I think it does not matter in this case whether you take the models seriously or not. You are debating a question that arises within the research programme based on the use of such models; in that context, you show that under the same principles used (e.g. by the IPCC) to project catastrophic warming along the 21st century, but using a better calibration of model results based on the historical record, gives a much lower degree of warming. For those customarily using models for climate projection, this is a powerful argument: they believe that the historical record is untainted by station siting, UHI or debatable ex post adjustments, they are using the Concentration Pathways adopted by IPCC for AR5, and they also believe that the aforementioned models are useful instruments for climate projection. Thus they should consider this argument Instead, a more radical argument against the use of models or a lengthy and inconclusive debate on the quality of station data and UHI are unlikely to have much immediate effect.
For those reasons I think the argumentative line of these papers is correct, irrespective of the degree of belief of authors or readers in the validity of the models or data that are used..

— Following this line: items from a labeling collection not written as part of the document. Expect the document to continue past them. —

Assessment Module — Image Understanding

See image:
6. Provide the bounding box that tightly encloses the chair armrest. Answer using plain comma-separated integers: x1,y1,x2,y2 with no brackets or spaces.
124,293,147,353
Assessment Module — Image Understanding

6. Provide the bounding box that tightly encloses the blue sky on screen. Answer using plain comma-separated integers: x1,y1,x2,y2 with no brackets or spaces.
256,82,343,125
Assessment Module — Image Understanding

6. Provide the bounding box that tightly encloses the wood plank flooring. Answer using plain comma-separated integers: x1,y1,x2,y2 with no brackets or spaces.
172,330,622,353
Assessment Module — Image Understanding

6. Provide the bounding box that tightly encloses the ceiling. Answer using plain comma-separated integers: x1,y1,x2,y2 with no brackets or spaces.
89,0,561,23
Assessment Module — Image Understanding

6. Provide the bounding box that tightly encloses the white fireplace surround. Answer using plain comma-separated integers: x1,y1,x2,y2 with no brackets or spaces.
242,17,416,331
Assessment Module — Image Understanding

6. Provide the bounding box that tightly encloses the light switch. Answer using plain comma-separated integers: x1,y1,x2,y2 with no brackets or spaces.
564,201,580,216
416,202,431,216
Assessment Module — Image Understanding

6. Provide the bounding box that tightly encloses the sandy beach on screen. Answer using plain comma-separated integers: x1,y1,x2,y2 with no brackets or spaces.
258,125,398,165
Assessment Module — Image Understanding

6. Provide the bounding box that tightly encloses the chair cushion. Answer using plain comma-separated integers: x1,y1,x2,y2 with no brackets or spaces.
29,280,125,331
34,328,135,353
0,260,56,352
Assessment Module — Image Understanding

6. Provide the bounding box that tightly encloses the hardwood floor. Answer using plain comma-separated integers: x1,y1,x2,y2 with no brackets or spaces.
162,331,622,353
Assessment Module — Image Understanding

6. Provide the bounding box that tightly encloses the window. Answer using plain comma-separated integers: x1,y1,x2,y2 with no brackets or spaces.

Jan 10, 2012 at 3:22 PM | Unregistered CommenterHector M.

Sort of puts the perverse selection of the Bayesian priors for AR4 sensitivity in perspective. And that was deliberate.
\==============

Jan 10, 2012 at 4:35 PM | Unregistered Commenterkim

This breaks the 1st law of Climatology

It's worse than we thought

Jan 10, 2012 at 5:55 PM | Unregistered CommenterJack Hughes

Suppose everyone in the world agreed on the value of CO2 sensitivity. It wouldn't help much, would it? Let's say we all agreed the sensitivity was 1.5 degrees. Then if we doubled CO2 from pre-industrial levels, we would expect the global temperature would be 1.5 degrees above... above what? Above the temp of the MWP? Above the temp of the LIA? We don't know why the global temp bobbles around in the absence of any CO2 forcing. So even if we knew the effect of the forcing, we'd be none the wiser as to what the future climate would be like.

My fecking computer ate my previous comments, so apologies if this is a quadruple post.